Yes, get the repair manual on this 23 year old money pit. E-bay has them and they have the diagnostic routines for fuel system problems.
Your beast is hard starting when hot because all the fuel in the injector lines vaporizes and you have to blow it out with the starter until you get liquid fuel and it starts. The purpose of the fuel accumulator is to keep pressure in the system when hot and prevent this vapor lock.
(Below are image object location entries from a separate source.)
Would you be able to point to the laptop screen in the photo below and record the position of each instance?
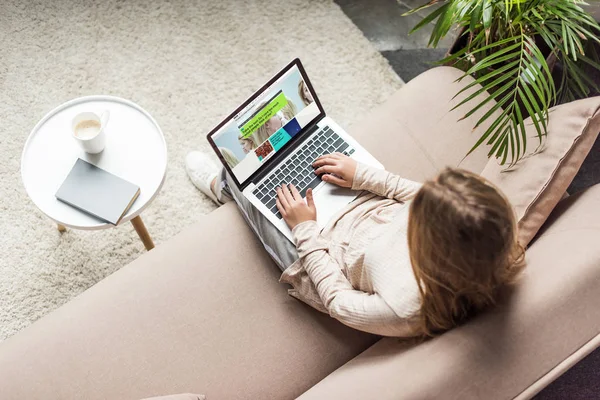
(266, 123)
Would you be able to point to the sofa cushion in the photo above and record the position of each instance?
(181, 396)
(201, 313)
(414, 133)
(537, 183)
(552, 312)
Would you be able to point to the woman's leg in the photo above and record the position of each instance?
(281, 250)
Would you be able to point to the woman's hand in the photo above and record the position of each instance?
(342, 167)
(292, 207)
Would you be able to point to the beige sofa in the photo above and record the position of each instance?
(204, 312)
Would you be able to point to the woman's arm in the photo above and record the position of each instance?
(344, 171)
(357, 309)
(383, 183)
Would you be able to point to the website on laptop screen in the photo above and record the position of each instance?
(270, 121)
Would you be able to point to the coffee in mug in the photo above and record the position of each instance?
(89, 131)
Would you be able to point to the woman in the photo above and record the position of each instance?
(304, 93)
(403, 259)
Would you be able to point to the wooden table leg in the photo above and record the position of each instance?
(142, 232)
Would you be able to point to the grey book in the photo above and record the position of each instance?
(97, 192)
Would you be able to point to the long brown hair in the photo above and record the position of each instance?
(462, 238)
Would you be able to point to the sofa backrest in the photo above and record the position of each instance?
(414, 133)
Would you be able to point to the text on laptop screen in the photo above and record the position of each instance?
(270, 121)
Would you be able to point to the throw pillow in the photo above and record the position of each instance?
(537, 183)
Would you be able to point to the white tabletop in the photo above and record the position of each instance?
(135, 151)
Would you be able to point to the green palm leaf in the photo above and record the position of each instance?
(501, 50)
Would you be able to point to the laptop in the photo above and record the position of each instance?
(274, 137)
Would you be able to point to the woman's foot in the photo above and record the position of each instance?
(203, 173)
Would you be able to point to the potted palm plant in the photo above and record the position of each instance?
(528, 54)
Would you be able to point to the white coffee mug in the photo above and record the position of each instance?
(89, 131)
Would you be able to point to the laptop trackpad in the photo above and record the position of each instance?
(329, 199)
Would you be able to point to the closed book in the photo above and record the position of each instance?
(97, 192)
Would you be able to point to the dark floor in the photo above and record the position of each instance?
(381, 21)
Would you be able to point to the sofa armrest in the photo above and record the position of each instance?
(549, 316)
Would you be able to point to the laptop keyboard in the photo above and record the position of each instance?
(298, 169)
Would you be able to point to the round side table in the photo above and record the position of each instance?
(135, 151)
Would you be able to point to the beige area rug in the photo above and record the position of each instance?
(188, 63)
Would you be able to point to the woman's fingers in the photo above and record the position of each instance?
(282, 199)
(281, 208)
(335, 180)
(286, 193)
(295, 192)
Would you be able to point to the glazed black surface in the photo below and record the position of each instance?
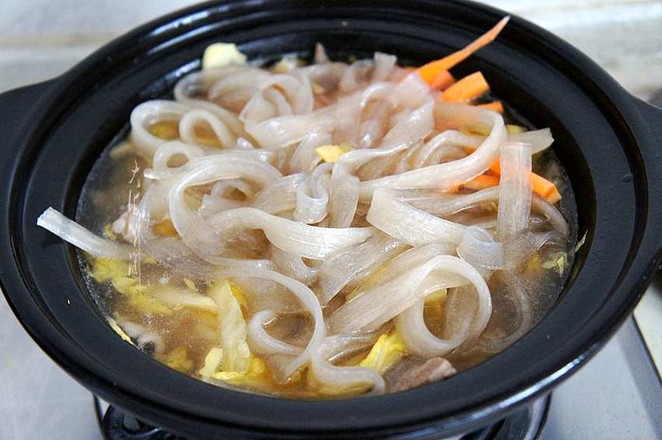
(607, 141)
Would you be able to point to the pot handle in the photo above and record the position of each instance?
(651, 151)
(16, 107)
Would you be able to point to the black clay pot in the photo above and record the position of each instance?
(609, 142)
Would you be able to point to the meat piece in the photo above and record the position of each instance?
(431, 371)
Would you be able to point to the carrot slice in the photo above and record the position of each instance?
(541, 186)
(544, 188)
(481, 182)
(442, 81)
(431, 70)
(466, 89)
(495, 106)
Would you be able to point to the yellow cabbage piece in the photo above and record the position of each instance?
(117, 329)
(331, 153)
(387, 351)
(221, 55)
(233, 343)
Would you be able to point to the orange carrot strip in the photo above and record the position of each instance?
(481, 182)
(466, 89)
(431, 70)
(495, 106)
(544, 188)
(442, 81)
(541, 186)
(496, 167)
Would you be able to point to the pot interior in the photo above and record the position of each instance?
(544, 82)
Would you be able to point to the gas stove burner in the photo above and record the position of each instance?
(525, 424)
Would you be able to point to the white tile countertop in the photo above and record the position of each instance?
(40, 39)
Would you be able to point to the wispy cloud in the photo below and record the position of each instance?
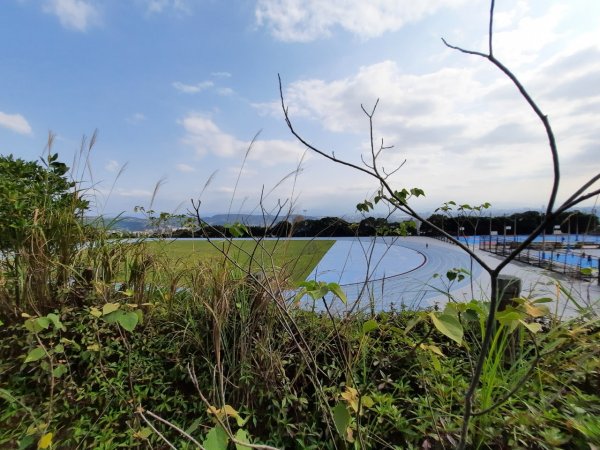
(160, 6)
(15, 122)
(136, 118)
(192, 88)
(206, 137)
(221, 74)
(185, 168)
(307, 20)
(76, 15)
(225, 91)
(112, 166)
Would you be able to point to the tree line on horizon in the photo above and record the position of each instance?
(572, 222)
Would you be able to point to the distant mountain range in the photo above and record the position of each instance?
(127, 223)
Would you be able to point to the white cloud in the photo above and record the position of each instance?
(112, 166)
(206, 138)
(307, 20)
(15, 122)
(159, 6)
(463, 127)
(136, 118)
(225, 91)
(185, 168)
(192, 88)
(122, 192)
(77, 15)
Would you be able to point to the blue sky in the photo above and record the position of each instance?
(178, 88)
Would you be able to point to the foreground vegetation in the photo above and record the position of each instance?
(126, 344)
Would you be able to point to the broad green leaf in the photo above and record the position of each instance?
(367, 401)
(351, 396)
(35, 355)
(112, 317)
(242, 436)
(45, 441)
(337, 290)
(216, 439)
(140, 315)
(413, 322)
(533, 327)
(536, 310)
(194, 426)
(432, 348)
(510, 318)
(56, 321)
(59, 371)
(369, 326)
(128, 320)
(109, 308)
(26, 442)
(448, 325)
(509, 315)
(59, 348)
(341, 417)
(43, 322)
(143, 433)
(436, 362)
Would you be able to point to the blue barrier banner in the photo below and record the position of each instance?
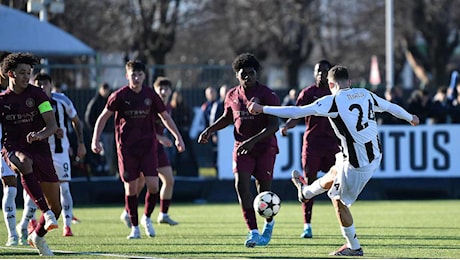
(408, 152)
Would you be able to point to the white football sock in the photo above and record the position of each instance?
(67, 204)
(29, 210)
(349, 233)
(313, 190)
(9, 209)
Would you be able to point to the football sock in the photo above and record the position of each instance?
(313, 190)
(67, 204)
(9, 209)
(250, 218)
(150, 202)
(164, 205)
(30, 183)
(40, 229)
(349, 233)
(132, 204)
(29, 210)
(307, 209)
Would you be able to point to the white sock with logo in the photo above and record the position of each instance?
(9, 209)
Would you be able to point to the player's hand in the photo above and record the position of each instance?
(283, 130)
(415, 120)
(81, 151)
(165, 141)
(59, 133)
(244, 148)
(254, 108)
(32, 136)
(96, 147)
(180, 145)
(204, 137)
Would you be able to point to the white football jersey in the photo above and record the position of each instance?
(352, 116)
(64, 110)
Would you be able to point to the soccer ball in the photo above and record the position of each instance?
(267, 204)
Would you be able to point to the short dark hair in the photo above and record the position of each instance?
(245, 60)
(135, 65)
(338, 73)
(104, 85)
(162, 81)
(42, 76)
(12, 61)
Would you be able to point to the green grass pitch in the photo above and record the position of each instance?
(386, 229)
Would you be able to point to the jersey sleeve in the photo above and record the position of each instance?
(322, 107)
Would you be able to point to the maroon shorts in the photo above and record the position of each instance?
(163, 160)
(42, 167)
(319, 160)
(260, 166)
(133, 162)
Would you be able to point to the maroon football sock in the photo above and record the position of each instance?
(31, 185)
(250, 218)
(164, 205)
(150, 202)
(131, 204)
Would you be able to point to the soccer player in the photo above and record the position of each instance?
(9, 182)
(255, 146)
(351, 112)
(27, 119)
(162, 87)
(135, 107)
(319, 141)
(59, 144)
The accumulator is the most common problem, but other possible pressure leaks are: injectors, pressure regulator (in the fuel distributor), cold start valve, fuel pump check valve, and, iirc, the warm-up compensator, and a couple of other places. Diagnose before you replace
- you will run out of money before they run out of parts. Often a bad accumulator will howl at you.
The fuel accumulator is the top one of three cans held in a single bracket near the right rear axle, behind a black plastic cover. Pull the cover first. The bottom can is the fuel pump, the middle one is the fuel filter.
The pressure side of the accumulator has a steel high-pressure fuel line into it. If the diaphram has a hole, fuel will leak through it and out the rubber relief line on the other end of the accumulator back into the intake for the pump through a pressure damper. If you clamp this line shut (hard, it is really stiff rubber, you may damage it and have to replace anyway) and the problem goes away, it's the accumulator. Make sure you get the plastic sleeve between the pump and the bracket when you reassemble. With a car this old, be looking to replace all rubber fuel and vacuum lines before they fail completely. If you don't , leaks can cause all kinds of hard-to-diagnose problems. Do fuel system repairs outside with a fire extinguisher handy.